By Madelynne Kislovsky
FAIR HAVEN – Canyon Pass Provisions, a new clothing store in Fair Haven that serves as a one-stop outlet for outdoor sportswear and gadgets, has opened its Dutch doors to nature-loving customers in Fair Haven. The retail shop’s mission is clear immediately upon crossing the threshold. The natural beauty of the wooden fixtures, handy camping gear, and the serene coo of songs from Imagine Dragons sets the scene that this space is about the active outdoors living.
Canyon Pass Provision’s motto is: “Get lost, see what you find.”
“We love the message,” said Derek DeBree, who stumbled upon the phrase during a walk in Wompatuck State Park in Hingham, Mass. “You have to be a little uncomfortable at times to make big moves. It’s certainly an exciting new chapter for us, and it is uncomfortable and scary at times, but we’re very excited about it.”
The couple opened the store at 733 River Road in a space they chose especially because of its grassy lawn and proximity to the park where Derek spent his youth. A grand opening party will be held Friday from 6-9 p.m.

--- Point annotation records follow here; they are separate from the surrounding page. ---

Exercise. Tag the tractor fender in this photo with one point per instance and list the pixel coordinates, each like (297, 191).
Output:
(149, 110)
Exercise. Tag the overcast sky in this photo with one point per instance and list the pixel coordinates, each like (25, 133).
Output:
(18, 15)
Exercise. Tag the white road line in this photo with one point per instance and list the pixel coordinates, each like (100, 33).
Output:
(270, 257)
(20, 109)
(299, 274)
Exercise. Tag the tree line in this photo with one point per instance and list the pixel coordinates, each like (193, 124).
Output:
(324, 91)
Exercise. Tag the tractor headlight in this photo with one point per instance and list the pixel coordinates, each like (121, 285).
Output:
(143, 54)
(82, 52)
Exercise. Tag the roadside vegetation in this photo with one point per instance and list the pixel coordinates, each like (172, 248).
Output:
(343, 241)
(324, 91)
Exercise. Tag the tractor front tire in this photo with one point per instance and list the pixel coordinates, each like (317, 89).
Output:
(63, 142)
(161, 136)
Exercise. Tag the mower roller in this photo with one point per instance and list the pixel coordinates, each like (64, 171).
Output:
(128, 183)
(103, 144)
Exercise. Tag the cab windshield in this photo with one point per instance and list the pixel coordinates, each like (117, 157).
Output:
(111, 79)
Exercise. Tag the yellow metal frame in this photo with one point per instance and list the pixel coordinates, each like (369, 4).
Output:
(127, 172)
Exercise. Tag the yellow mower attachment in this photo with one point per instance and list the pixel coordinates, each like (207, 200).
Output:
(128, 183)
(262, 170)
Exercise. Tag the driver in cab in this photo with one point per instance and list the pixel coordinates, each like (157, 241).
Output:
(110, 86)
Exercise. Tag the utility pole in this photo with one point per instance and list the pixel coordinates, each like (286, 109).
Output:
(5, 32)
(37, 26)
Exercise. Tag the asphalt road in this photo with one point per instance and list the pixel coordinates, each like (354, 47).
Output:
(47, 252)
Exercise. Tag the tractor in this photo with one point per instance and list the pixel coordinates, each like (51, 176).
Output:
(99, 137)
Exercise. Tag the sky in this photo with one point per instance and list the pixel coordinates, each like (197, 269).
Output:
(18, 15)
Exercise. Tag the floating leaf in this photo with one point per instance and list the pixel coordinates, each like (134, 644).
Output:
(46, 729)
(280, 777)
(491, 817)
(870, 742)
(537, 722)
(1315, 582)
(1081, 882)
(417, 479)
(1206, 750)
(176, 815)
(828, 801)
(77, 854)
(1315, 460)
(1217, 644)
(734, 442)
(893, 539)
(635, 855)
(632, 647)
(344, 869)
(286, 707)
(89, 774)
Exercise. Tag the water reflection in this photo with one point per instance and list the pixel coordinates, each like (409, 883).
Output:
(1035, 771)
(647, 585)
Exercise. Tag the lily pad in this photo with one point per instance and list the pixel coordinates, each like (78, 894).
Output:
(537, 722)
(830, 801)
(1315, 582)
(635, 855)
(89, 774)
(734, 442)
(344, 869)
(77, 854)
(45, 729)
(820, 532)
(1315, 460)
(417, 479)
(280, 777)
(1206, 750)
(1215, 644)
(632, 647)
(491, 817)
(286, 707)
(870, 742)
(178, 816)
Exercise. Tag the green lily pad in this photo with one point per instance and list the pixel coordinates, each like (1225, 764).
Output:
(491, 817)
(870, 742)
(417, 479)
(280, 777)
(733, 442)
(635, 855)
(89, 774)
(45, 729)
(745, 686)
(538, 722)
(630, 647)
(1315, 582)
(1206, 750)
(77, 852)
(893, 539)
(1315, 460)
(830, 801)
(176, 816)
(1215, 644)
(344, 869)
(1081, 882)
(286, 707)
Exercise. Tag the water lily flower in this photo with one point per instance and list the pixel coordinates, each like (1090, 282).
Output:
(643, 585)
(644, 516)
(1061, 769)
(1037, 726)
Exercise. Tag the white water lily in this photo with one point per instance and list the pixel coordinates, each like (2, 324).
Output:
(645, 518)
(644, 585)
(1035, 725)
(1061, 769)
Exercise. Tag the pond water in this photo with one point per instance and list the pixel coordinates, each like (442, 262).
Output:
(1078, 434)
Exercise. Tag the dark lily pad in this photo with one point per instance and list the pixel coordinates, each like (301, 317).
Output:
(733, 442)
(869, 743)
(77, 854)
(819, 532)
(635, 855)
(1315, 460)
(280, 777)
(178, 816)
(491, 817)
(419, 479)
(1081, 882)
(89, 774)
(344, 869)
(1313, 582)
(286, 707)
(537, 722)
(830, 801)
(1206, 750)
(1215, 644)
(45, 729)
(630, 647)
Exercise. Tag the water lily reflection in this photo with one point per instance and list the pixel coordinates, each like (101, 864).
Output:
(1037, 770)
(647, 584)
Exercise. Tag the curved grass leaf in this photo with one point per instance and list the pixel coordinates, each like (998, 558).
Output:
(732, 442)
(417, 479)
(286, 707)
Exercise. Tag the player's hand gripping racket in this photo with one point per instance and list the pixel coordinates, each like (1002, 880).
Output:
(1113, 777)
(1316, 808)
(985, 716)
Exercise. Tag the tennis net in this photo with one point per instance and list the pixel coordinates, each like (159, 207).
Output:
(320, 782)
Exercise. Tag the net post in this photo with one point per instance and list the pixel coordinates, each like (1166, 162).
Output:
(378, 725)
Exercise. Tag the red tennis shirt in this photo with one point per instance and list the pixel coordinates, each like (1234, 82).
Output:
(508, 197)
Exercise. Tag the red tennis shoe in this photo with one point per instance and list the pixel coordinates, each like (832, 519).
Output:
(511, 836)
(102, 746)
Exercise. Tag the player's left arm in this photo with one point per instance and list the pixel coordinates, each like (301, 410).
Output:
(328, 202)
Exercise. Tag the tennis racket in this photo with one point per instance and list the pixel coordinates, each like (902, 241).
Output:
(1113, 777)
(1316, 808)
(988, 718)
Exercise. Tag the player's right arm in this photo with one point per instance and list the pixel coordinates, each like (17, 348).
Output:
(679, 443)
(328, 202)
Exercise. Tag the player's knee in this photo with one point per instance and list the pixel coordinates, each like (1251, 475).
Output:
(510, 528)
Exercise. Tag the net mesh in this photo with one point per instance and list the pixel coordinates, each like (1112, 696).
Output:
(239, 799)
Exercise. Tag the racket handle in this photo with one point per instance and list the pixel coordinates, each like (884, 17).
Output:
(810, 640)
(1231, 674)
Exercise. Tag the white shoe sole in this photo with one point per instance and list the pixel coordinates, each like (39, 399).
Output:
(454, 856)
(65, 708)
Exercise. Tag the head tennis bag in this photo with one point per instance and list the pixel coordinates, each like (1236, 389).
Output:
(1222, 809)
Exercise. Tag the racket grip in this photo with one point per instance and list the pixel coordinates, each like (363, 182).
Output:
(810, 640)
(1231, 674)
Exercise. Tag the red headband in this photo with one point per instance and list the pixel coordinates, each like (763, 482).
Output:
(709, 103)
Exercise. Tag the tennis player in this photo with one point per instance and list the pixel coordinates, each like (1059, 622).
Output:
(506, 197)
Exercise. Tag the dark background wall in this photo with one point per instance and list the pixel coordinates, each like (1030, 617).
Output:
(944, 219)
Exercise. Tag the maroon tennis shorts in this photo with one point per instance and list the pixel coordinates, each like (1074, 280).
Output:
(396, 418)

Before it was Canyon Pass Provisions, the space was a 9-room dentist’s office, featuring drop ceilings and several small exam rooms. To completely transform the building to meet their vision, the DeBrees spent half a year knocking down the enclosed office to create a huge open space.
With help from friends from the Fair Haven Volunteer Fire Company, where Derek is a volunteer and former chief, wooden beams were put up to create an outdoorsy atmosphere in the shop.
Almost everything in the store was selected by the DeBrees, including the handmade fixtures and the stairs, which were built from the repurposed lath (wood that is placed behind the plaster in a building) from the dentist.
The DeBrees are excited to sell environmentally-friendly goods such as Toad & Co, Prana, Lole, Kuhl, Outdoor Research, Pistil Pat’s, Hydroflask and Stanley. In fact, some customers have even wandered in to ask about the store, after recognizing the brand names posted outside the shop.
At Canyon Pass, women’s attire is organized towards the front of the store, with the men’s in a corner towards the rear. An average purchase in Canyon Pass may range from $70-$90.
Canyon Pass offers not just clothing and shoes, but accessories, books on hiking, useful hiking tools such as back- packs, thermal underwear, camp chairs, water bottles (the DeBrees believe that everyone should have a water bottle at all times), blankets, as well as Rescued Wine candles, which are made out of repurposed wine bottles and soy wax candles. A portion of each sale of one of these candles is donated to animal rescue groups.
Almost all of Canyon Pass’s products are ones that give back, and have some type of community benefit to their purchase. Another example of this is “Roma,” a company that was star ted by a man from Romania who was poverty-stricken and significantly impacted by his first pair of rain boots, which he got at 8 years old. He now donates a pair of rainboots for every pair purchased, and performs boot drops to under-privileged communities all over the world.
“The product is excellent, you don’t have to compromise to support good causes. People realize now, it can go hand in hand,” Genevieve said.
The DeBrees are huge fans of the national parks and also Block Island, where they have had many memorable hiking trips with their children, a senior at Rumson-Fair Haven Regional High School, and a daughter who is a sophomore in college. But they also find lots to love about nearby Hartshorne Woods.
“We really love being outside as a family,” said Genevieve. They plan to start organizing hikes for people who have interest in hiking, and will leverage Facebook, Twitter and Instagram to build community. “We’d like to be a resource to help people get outside, again that’s really our bottom line,” Genevieve said.
It was around this time, on their opening day Tuesday, that a praying mantis soared into the room on a breeze.
“That’s pretty unusual, huh? I think it’s good luck. That’s how I see it,” Genevieve said. Derek calmly used two Canyon Pass cups to persuade the insect back outside. “The pleasures of an open door,” Derek said.